Is there any known analytical result or (very) fast algorithm (with proof of correctness) giving the maximum likelihood sample when drawing from the Multinomial MULT(N ; P1 ... PM), with N
My previous answer assumed you meant 'maximum likelihood estimator'. I hope that is what you meant. Or did you mean 'take the most likely sample'? I'm not sure if that makes sense, but it is easy enough to take a random sample. However, there are up to M-1 tests to check for each simulated observation, and if M is large this could be time consuming. For efficiency you could order the pi from greatest to smallest.
On further thought, perhaps there is a way to choose the most likely sample. If N = 1, obviously we should choose the class with the greatest pi. Similarly to some apportionment methods for proportional representation elections, or the US House of Representatives, allocate the sample members one by one maintaining the maximal property at each stage. Can that be done? If class i already has xi observations then allocating the observation to that class will increase the probability by a factor of ((N+1)/N)pi/(xi+1). So allocate to whichever class has the greatest value of pi/(xi+1).
This method gives the maximum increase at each stage, but it is still necessary to show that after allocation it is not possible to move an observation between classes without reducing the probability. Edward Huntington investigated several criteria for rearrangements in this way.
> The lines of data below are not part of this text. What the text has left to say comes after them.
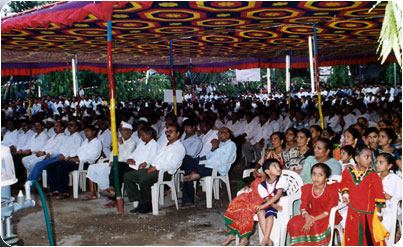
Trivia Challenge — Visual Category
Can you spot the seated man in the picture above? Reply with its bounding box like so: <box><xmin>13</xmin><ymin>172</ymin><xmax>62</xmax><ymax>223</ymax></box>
<box><xmin>181</xmin><ymin>127</ymin><xmax>236</xmax><ymax>207</ymax></box>
<box><xmin>22</xmin><ymin>120</ymin><xmax>65</xmax><ymax>174</ymax></box>
<box><xmin>123</xmin><ymin>124</ymin><xmax>186</xmax><ymax>214</ymax></box>
<box><xmin>180</xmin><ymin>118</ymin><xmax>203</xmax><ymax>158</ymax></box>
<box><xmin>83</xmin><ymin>121</ymin><xmax>136</xmax><ymax>200</ymax></box>
<box><xmin>1</xmin><ymin>119</ymin><xmax>19</xmax><ymax>152</ymax></box>
<box><xmin>103</xmin><ymin>126</ymin><xmax>159</xmax><ymax>208</ymax></box>
<box><xmin>25</xmin><ymin>119</ymin><xmax>83</xmax><ymax>183</ymax></box>
<box><xmin>46</xmin><ymin>125</ymin><xmax>102</xmax><ymax>199</ymax></box>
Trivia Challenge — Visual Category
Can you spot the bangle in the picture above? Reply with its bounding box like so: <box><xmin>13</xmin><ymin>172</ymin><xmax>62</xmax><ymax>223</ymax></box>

In your case, transferring an observation from class i to class j increases the probability by a factor of pj xi/(pi (xj+1)).
By the way we did the allocation, if class i is the latest to be selected, this ratio is less than 1. Otherwise the xs are as they were at the time they were allocated so the same argument applies.
So I think we have proved the allocation method correct. I think this coincides with Jefferson's method that has been used in the past for the US congress.
reduce the problem to a binomial one (argmax(P) versus all the others), allocate optimaly between the two groups, then recursively treat the remaining groups
but i was quite unsure that this greedy allocation was indeed optimal (extensive simulations do indicate that it is ...) ; thanks for the proof !
The way you describe your method, it is not quite the same as my suggestion, but maybe it is equivalent (or maybe not). My suggestion was to add one observation at a time so that the sample size increases by 1 each time.
All methods of apportionment have paradoxes. The grouping paradox is that you can get a different allocation from the direct one by dividing the classes into groups, allocating the sample to these groups, and then allocating within the groups.
When N < M notice that the most probable sample gives no observations in at least M-N classes, whereas a random sample would give all classes a chance of selection. This demonstrates the grouping paradox, because one group could contain all the classes that would have no observations under the most probable allocation. In many cases this would give them some observations.
I am not sure that grouping into the largest pi and the rest would necessarily avoid the grouping paradox, although perhaps it would. But it is faster than my one by one approach.
My rule was: allocate to the largest pi/(xi+1). So at each stage we divide all the pi (or the expected values Npi) by one more than the number already allocated to the class. The class with the greatest value of this gets the next observation. This is d'Hondt's method which is known to be equivalent to Jefferson's method.
Jefferson's method should be faster. It is an iterative approach which allocates the whole sample all at once, but needs further adjustment. First calculate the expected values (which are not integers) and round them down This is the first trial allocation. The sample size will be too small, so scale the expected numbers up and allocate again. Repeat if the sample size is too small; if it is too great scale the expected numbers down. A binary search should succeed in about 3 or 4 iterations. The trick is to automate the choice of scale factors.
The worst case is when max(Npi) < 1 so the first iteration gives a total sample size of 0.